Besides forming and guiding many architecture students at both undergraduate and graduate levels, and advising numerous graduate theses and doctoral dissertations, thus putting his imprint on architecture education in Turkey for the last forty years and more, Pultar has been instrumental during his career in the consolidation of two newly founded universities in the country: from 1967 onwards of METU, established initially as an institute in 1956; and from 1991 onwards of Bilkent, which started accepting students in 1986. However, like many Turkish intellectuals of his generation, his active years were marred by political unrest in the country, which found reflection in academia. Pultar himself, during the thank-you speech he made at the end of the symposium in his honor in June 2010, said he had three regrets, all to do with not having persisted sufficiently, as he now believed, in fighting back the closing down of the following: the Society for Building Science and Environmental Design by the September 12 military regime in 1980; the Department of Building Science and Environmental Design by the YÖK authorities in 1982; and the Building Research Institute by the TÜBITAK Scientific Council in 1989. The first two especially had been projects on which he had spent much effort and energy.

==Bibliography==

===Books===
- Pultar, Mustafa (1965) “Analysis of Continuous Folded Plate Structures.” Unpublished Ph.D. thesis. Princeton University.

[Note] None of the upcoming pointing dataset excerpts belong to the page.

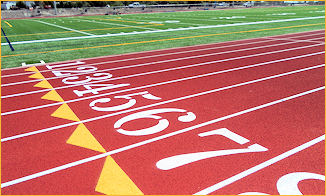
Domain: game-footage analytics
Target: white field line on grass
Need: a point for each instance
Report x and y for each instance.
(66, 28)
(297, 41)
(160, 103)
(108, 23)
(209, 47)
(164, 70)
(165, 30)
(167, 49)
(192, 18)
(259, 166)
(158, 84)
(135, 145)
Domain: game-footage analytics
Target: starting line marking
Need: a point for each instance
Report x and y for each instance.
(273, 160)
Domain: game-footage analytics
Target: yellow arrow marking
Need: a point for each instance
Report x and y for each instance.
(43, 84)
(37, 75)
(82, 137)
(53, 96)
(32, 69)
(114, 181)
(65, 112)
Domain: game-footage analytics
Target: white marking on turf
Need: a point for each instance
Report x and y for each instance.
(66, 28)
(117, 24)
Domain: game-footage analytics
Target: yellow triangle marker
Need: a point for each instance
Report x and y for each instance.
(65, 112)
(37, 75)
(114, 181)
(43, 84)
(53, 96)
(32, 69)
(82, 137)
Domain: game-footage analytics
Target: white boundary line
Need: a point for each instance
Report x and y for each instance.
(259, 166)
(176, 48)
(157, 84)
(166, 54)
(160, 103)
(82, 161)
(164, 70)
(165, 30)
(66, 28)
(90, 20)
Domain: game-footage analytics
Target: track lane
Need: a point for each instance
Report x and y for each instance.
(307, 101)
(122, 57)
(84, 112)
(264, 90)
(149, 60)
(183, 68)
(216, 104)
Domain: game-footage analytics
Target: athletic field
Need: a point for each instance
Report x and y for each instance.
(228, 102)
(64, 38)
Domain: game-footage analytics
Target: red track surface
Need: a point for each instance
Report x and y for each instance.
(268, 91)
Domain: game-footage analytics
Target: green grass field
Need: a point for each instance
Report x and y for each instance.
(142, 32)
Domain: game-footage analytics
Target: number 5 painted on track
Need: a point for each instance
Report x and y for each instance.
(162, 123)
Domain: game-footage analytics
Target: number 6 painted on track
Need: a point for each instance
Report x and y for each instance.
(162, 123)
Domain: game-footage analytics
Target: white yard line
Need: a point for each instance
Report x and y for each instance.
(66, 28)
(259, 166)
(159, 103)
(108, 23)
(125, 148)
(165, 30)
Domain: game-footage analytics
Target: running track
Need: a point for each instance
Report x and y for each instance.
(239, 117)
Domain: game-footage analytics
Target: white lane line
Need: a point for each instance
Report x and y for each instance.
(182, 47)
(158, 84)
(259, 166)
(154, 62)
(164, 30)
(66, 28)
(82, 161)
(115, 24)
(164, 70)
(299, 41)
(209, 47)
(159, 103)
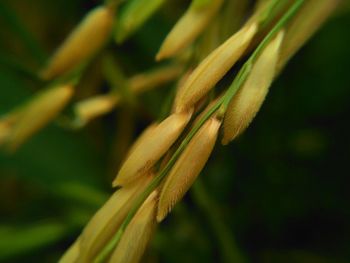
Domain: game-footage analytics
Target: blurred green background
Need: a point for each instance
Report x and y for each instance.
(280, 193)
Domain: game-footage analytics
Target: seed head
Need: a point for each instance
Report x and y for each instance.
(90, 108)
(138, 233)
(187, 167)
(38, 113)
(310, 17)
(214, 67)
(246, 103)
(82, 43)
(187, 29)
(152, 147)
(107, 220)
(134, 15)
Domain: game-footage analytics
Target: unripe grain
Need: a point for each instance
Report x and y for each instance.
(187, 29)
(214, 67)
(138, 233)
(152, 148)
(82, 43)
(107, 220)
(38, 113)
(187, 167)
(247, 102)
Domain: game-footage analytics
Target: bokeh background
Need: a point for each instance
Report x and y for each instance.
(280, 193)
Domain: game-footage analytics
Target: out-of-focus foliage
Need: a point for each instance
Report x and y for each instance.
(278, 194)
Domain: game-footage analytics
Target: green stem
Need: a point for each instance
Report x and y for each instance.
(221, 105)
(244, 72)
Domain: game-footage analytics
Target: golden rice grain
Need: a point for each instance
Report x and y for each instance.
(187, 167)
(247, 102)
(152, 148)
(82, 43)
(188, 27)
(310, 17)
(107, 220)
(214, 67)
(138, 233)
(72, 254)
(38, 113)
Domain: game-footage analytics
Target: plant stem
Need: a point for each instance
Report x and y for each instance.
(244, 72)
(221, 105)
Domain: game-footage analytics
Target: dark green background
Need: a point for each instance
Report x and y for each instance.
(280, 193)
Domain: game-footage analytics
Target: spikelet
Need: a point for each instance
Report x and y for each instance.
(82, 43)
(214, 67)
(246, 103)
(152, 148)
(187, 29)
(106, 221)
(138, 233)
(88, 109)
(142, 137)
(72, 254)
(134, 15)
(38, 113)
(310, 17)
(187, 167)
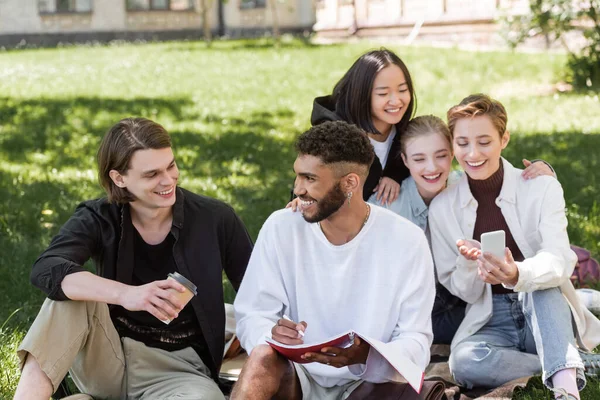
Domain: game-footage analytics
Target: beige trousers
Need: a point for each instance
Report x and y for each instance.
(79, 336)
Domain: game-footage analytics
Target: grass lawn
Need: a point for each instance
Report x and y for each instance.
(233, 112)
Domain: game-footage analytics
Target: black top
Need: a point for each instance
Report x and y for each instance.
(324, 110)
(153, 263)
(208, 238)
(489, 216)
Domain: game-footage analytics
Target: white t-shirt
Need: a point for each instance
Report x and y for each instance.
(382, 149)
(380, 284)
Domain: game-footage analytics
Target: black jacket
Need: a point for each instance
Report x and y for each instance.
(209, 238)
(324, 110)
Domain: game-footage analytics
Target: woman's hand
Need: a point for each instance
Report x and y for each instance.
(496, 271)
(535, 169)
(469, 249)
(387, 190)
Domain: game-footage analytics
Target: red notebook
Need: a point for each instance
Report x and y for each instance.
(405, 367)
(293, 352)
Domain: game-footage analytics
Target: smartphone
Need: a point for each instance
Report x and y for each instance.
(494, 242)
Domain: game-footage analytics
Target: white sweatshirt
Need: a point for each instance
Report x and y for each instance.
(380, 284)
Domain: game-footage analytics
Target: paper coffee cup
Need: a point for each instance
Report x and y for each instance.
(183, 297)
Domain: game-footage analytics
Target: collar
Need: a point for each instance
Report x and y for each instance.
(507, 193)
(178, 209)
(417, 205)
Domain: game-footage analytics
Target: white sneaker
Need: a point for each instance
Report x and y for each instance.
(590, 298)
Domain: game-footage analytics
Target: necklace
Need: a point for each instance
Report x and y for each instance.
(364, 222)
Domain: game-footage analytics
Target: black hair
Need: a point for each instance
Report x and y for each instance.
(337, 142)
(352, 94)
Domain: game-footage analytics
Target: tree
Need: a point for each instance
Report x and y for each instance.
(205, 7)
(553, 19)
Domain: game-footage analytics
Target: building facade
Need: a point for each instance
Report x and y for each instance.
(442, 19)
(48, 22)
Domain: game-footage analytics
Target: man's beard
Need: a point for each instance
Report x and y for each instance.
(329, 204)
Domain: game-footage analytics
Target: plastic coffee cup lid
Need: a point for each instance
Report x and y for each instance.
(184, 281)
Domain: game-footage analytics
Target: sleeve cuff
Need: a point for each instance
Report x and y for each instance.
(548, 164)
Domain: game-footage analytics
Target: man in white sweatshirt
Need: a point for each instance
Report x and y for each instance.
(341, 264)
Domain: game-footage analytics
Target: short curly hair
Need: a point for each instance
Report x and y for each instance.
(337, 142)
(479, 104)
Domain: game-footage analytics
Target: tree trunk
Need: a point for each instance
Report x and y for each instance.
(205, 6)
(276, 34)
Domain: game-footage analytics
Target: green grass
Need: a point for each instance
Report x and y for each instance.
(233, 112)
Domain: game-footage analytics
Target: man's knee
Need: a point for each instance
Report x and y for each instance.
(193, 393)
(265, 357)
(547, 300)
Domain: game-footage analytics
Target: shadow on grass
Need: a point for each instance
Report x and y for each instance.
(247, 159)
(573, 155)
(265, 43)
(66, 132)
(576, 159)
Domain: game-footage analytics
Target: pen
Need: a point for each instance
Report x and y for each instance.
(301, 333)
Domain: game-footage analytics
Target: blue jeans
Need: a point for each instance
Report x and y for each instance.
(522, 338)
(447, 315)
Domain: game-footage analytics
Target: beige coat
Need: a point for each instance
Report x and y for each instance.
(535, 213)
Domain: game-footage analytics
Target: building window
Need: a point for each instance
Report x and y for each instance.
(160, 5)
(64, 6)
(249, 4)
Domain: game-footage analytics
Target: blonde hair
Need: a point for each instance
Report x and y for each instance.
(478, 105)
(424, 125)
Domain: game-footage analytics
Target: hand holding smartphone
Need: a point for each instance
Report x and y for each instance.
(494, 242)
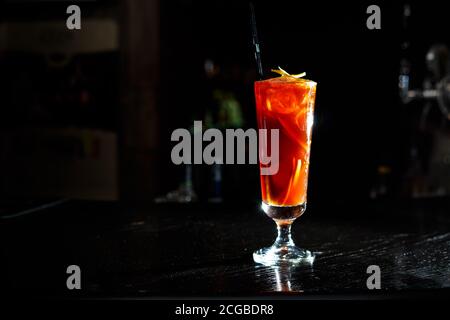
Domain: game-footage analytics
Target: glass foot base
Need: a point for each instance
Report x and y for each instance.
(276, 256)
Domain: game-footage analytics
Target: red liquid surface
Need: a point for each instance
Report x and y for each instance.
(287, 104)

- Billington, David P. (1975) Betonarme Kabuk Yapılar. Trans. Hasan Karataş and Mustafa Pultar. İstanbul: İTÜ Mimarlık Fakültesi.
- Pultar, Mustafa, der. (1977) Mimarlıkta İkinci Kademe Eğitimi: Kuram, Araştırma, Uygulama Seminerine Sunulan Bildiriler. Ankara: Çevre ve Mimarlık Bilimleri Derneği.

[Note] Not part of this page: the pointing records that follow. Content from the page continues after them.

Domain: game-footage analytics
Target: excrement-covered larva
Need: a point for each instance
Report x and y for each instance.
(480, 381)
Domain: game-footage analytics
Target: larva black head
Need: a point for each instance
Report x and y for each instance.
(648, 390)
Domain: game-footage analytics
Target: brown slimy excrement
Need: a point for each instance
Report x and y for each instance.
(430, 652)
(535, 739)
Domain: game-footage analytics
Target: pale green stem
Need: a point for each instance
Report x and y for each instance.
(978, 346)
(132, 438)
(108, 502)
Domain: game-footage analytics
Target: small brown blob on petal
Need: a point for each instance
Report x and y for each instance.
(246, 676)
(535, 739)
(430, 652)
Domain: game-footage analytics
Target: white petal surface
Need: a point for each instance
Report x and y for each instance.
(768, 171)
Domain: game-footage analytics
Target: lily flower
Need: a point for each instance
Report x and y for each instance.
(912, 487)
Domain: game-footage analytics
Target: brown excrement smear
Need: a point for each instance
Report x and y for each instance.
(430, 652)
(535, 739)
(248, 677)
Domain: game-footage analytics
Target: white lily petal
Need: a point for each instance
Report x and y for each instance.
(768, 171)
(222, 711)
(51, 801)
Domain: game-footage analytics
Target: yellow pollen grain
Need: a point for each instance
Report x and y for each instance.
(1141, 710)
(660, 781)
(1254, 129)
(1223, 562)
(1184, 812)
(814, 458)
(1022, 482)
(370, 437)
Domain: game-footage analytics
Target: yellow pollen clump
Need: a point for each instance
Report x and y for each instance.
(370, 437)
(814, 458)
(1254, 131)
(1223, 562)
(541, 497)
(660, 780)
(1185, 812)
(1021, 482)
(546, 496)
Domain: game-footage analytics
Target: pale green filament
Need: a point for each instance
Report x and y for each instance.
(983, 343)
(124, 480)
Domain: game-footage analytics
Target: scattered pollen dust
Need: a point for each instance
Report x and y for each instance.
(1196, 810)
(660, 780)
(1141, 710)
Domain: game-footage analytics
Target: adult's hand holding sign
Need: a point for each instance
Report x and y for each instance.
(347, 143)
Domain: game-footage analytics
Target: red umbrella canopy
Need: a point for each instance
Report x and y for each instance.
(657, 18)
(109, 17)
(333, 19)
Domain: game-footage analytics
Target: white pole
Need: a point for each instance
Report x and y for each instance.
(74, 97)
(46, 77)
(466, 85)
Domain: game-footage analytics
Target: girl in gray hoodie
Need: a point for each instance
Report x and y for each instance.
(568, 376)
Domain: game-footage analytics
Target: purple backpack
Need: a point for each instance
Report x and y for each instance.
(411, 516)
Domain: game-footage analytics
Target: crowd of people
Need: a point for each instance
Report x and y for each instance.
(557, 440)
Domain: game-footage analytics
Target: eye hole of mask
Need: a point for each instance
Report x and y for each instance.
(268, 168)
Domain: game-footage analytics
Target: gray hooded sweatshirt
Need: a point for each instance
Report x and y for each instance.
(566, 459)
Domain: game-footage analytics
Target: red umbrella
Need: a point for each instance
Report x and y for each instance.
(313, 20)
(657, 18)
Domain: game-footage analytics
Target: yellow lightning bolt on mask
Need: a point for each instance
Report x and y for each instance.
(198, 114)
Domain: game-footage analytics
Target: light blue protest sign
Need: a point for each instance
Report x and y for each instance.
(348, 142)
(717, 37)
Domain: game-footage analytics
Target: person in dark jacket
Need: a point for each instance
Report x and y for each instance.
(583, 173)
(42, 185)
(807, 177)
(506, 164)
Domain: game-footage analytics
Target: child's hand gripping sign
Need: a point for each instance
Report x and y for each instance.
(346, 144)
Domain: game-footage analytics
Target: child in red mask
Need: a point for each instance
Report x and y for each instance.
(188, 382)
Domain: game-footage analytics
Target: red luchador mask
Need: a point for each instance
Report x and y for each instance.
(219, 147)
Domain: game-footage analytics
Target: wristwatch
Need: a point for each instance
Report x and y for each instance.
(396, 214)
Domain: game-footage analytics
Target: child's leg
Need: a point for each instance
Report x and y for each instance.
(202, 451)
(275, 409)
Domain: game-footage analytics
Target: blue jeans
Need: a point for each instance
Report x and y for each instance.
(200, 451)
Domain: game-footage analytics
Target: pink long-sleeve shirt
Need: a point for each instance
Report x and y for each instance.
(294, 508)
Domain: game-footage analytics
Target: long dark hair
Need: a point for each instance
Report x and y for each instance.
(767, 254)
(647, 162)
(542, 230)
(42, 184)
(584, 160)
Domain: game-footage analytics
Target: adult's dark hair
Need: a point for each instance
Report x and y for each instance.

- Pultar, Mustafa, der. (1978) Mimarlık Bilimi: Kavram ve Sorunları. Ankara: Çevre ve Mimarlık Bilimleri Derneği.
- Pultar, Mustafa, der. (1979) Çevre, Yapı ve Tasarım. Birinci Mimarlık Bilimleri Kongresine Sunulan Bildiriler. Ankara: Çevre ve Mimarlık Bilimleri Derneği.
- Pultar, M. (1983) Yapı, Yapı Araştırması ve Politikası. Ankara: TÜBİTAK Yapı Araştırması Enstitüsü.
- Barkınay, Ahmet Rasim (2005 [1926, 2002]) Adalar Denizi Kılavuzu: Enez'den Marmaris Burnuna Kadar. Latin harflerine transkripsiyon, yay. haz. ve Önsöz: Mustafa Pultar. İstanbul: Denizler Kitabevi.
- Pultar, Mustafa (2007) Yıldız Adları Sözlüğü. İstanbul: Türkiye İş Bankası.
- Pultar, Mustafa (2010) Denizin Dili Denizin Yazısı. İstanbul: Amatör Denizcilik Federasyonu.
- Pultar, Mustafa. Sea Clear II: Amatör Denizciler için Türkçe Seyir Yazılımı Elkitabı.
- Süleyman Nutki (2011 [1917]) Kamûs-u Bahrî. Latin harflerine transkripsiyon, yay. haz. ve Önsöz: Mustafa Pultar. İstanbul: Türkiye İş Bankası.
- Pultar, Mustafa (2012) Deniz Balıkları Sözlüğü. İstanbul: Türkiye İş Bankası.
- Pultar, Mustafa (2022) Denizlük: Büyük Deniz Sözlüğü. İstanbul: Türkiye İş Bankası.